Saturday, August 4, 2012

Madagascar : les répercussions quotidiennes de la crise politique

  • "Aucune promesse n'a été tenue", par Rakotoarinia R.
Aucune promesse n'a été tenue, si ce n'est un changement radical de régime. Radical de manière négative, car des dizaines de milliers d'emplois ont été perdus, une grande partie de la classe moyenne s'étant profondément appauvrie.

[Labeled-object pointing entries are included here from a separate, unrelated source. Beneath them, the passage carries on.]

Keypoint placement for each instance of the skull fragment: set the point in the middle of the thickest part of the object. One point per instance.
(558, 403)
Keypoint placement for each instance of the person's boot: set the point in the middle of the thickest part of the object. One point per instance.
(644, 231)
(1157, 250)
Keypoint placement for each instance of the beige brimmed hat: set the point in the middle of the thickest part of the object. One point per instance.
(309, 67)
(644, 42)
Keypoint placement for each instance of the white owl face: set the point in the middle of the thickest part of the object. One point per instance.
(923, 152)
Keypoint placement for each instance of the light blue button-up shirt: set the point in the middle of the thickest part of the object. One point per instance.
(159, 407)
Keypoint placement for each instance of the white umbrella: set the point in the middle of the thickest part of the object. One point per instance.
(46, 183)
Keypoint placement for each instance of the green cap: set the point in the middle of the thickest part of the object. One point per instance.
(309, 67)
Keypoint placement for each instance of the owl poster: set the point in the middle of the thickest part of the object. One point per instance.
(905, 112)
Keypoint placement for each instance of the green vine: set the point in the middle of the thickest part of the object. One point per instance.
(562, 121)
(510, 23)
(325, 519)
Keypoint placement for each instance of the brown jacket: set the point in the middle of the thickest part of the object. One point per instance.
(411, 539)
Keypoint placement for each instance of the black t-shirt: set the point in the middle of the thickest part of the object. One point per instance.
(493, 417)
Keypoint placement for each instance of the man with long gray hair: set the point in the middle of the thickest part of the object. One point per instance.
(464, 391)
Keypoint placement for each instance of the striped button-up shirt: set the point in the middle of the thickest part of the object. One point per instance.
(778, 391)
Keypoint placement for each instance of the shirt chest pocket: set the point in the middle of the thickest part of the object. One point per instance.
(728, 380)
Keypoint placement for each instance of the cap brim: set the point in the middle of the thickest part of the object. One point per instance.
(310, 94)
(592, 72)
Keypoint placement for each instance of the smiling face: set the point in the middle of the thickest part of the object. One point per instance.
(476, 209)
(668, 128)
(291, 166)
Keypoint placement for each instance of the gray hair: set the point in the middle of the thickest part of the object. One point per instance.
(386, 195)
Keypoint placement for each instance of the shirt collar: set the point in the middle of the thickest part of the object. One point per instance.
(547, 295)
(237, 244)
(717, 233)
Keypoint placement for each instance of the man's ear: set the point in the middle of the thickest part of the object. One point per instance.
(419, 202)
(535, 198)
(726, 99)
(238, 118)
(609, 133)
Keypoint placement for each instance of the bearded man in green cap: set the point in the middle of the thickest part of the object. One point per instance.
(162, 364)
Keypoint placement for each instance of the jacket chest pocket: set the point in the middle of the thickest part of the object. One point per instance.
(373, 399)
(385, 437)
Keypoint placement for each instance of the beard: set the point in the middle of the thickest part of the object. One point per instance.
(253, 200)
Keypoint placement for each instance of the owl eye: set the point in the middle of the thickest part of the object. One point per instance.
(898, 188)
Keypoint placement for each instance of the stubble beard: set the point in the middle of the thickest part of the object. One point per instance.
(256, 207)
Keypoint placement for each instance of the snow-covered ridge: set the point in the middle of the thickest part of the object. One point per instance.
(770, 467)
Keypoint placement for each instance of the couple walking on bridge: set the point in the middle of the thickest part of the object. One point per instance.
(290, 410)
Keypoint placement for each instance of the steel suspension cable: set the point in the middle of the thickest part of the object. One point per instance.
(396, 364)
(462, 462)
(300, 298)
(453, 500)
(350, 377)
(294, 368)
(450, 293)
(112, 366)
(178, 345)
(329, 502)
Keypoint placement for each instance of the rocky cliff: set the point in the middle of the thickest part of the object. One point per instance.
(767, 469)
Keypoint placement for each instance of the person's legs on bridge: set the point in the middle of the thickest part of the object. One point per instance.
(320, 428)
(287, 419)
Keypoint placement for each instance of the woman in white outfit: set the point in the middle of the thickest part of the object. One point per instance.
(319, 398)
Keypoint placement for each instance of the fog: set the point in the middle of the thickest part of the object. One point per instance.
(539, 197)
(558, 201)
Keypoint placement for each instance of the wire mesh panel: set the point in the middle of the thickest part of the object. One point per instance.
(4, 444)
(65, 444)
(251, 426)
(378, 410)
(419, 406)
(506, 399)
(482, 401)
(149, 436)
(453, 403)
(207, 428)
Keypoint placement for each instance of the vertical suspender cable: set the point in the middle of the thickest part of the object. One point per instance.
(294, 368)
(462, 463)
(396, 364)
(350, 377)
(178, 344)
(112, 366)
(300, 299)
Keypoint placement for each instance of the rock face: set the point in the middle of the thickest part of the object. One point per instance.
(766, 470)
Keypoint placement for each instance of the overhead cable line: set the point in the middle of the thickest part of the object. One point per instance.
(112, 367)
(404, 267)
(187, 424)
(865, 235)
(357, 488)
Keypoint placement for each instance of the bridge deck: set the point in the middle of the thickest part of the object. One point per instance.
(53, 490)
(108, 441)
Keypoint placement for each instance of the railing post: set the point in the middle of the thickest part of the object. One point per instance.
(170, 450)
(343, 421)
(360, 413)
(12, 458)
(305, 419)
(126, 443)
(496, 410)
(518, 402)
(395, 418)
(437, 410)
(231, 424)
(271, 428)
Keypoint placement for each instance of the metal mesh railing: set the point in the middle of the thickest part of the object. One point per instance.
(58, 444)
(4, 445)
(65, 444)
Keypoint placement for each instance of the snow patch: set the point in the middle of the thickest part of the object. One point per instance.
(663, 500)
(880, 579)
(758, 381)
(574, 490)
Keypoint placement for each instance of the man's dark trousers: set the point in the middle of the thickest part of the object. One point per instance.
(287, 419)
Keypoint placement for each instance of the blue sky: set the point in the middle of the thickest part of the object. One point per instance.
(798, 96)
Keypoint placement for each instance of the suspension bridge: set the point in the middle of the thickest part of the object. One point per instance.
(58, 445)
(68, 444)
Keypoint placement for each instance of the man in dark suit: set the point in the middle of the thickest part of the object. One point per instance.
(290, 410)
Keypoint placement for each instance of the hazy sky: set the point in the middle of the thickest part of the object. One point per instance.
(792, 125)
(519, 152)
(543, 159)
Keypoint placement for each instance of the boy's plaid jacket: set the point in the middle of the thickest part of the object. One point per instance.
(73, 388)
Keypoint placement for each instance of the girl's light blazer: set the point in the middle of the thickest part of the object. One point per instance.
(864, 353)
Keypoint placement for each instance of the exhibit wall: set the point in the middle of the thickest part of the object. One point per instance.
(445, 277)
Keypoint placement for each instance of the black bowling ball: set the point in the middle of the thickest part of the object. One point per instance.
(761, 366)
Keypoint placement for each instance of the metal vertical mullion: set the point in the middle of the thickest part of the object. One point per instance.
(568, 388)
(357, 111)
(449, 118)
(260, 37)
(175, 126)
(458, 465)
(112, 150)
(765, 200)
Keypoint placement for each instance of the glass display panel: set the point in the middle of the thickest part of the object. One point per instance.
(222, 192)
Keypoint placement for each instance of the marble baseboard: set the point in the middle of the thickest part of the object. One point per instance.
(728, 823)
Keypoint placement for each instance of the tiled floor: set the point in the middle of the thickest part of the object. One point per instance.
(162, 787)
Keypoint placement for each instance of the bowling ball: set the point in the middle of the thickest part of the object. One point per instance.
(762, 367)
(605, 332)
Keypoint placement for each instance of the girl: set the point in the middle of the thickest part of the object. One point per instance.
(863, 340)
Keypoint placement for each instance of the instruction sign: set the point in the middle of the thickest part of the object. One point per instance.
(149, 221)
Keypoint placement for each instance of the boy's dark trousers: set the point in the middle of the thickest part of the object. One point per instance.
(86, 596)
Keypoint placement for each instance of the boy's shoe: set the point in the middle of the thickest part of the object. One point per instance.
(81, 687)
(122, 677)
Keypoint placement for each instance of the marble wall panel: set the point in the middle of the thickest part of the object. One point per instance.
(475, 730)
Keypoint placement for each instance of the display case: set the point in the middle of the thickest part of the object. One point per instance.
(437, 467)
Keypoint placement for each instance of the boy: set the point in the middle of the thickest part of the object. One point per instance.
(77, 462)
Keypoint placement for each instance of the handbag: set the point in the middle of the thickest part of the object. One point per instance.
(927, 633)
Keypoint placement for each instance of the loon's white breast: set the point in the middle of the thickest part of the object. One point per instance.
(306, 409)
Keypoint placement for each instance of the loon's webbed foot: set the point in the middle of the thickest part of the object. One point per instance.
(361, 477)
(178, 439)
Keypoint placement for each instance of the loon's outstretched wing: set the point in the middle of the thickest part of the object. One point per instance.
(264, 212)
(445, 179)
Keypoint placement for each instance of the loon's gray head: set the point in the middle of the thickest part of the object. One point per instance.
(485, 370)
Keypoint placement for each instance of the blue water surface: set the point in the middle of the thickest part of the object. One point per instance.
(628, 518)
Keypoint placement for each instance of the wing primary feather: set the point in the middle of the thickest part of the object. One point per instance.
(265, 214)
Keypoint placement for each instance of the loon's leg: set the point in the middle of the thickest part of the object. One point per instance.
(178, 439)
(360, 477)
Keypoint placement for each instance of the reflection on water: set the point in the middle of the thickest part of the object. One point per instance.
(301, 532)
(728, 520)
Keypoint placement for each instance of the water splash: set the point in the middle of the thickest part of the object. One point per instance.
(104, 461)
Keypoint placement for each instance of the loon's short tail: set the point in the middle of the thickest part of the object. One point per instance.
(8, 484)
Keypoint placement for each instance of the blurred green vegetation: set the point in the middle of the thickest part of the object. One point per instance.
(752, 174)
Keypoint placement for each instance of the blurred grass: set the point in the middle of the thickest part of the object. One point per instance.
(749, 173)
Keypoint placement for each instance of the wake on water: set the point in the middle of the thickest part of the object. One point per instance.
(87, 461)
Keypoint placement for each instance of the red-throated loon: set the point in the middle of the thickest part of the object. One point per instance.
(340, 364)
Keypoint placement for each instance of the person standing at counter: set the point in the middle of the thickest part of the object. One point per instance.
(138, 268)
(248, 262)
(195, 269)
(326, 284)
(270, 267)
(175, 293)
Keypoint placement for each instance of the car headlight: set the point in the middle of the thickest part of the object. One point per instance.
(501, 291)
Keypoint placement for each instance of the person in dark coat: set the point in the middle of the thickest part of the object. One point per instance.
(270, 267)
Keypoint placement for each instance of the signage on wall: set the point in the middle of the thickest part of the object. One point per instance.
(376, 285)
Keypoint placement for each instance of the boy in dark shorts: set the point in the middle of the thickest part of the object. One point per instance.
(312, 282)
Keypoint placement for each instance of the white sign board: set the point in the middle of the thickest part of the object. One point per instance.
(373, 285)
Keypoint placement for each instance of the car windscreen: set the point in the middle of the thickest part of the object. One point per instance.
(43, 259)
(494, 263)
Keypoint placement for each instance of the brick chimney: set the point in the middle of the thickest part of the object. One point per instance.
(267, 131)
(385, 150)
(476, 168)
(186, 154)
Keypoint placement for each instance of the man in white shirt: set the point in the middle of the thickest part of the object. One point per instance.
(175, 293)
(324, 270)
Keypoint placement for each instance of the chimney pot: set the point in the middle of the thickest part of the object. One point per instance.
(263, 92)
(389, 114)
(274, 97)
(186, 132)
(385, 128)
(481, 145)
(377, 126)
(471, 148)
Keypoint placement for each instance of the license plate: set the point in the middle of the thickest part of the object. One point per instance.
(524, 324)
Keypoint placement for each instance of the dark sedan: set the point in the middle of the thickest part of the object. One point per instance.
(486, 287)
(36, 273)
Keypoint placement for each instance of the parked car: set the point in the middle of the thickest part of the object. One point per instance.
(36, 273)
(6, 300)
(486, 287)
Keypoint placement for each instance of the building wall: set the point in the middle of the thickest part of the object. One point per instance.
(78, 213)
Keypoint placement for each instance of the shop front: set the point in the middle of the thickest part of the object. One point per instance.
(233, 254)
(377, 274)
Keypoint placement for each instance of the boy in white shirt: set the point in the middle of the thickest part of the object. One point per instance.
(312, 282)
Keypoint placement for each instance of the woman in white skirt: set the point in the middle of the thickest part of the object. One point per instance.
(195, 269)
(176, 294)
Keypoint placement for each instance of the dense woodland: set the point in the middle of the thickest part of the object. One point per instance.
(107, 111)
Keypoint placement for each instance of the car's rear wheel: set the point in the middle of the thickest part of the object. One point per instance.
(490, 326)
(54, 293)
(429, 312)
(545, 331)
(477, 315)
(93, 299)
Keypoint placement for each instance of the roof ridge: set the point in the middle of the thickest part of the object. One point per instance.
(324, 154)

Une armée sujette à de nombreuses mutineries (2009, 2010, 2011, et tout récemment, la mutinerie "auto-orchestrée" de juillet 2012). Auparavant "bon élève de la banque mondiale et du FMI", et bénéficiant de nombreuses aides au développement, Madagascar est devenue en trois ans, l'un des [trois] pays les plus pauvres du monde. Le journalisme est devenu une activité à risque, lorsqu'il est question de critiquer les promesses non tenues du régime en place (délestage de matériel audiovisuel). Il y a encore beaucoup de choses à dire, car ce régime anticonstitutionnel qui dure depuis près de quatre ans a causé le plus grand nombre de mécontents chez les Malgaches.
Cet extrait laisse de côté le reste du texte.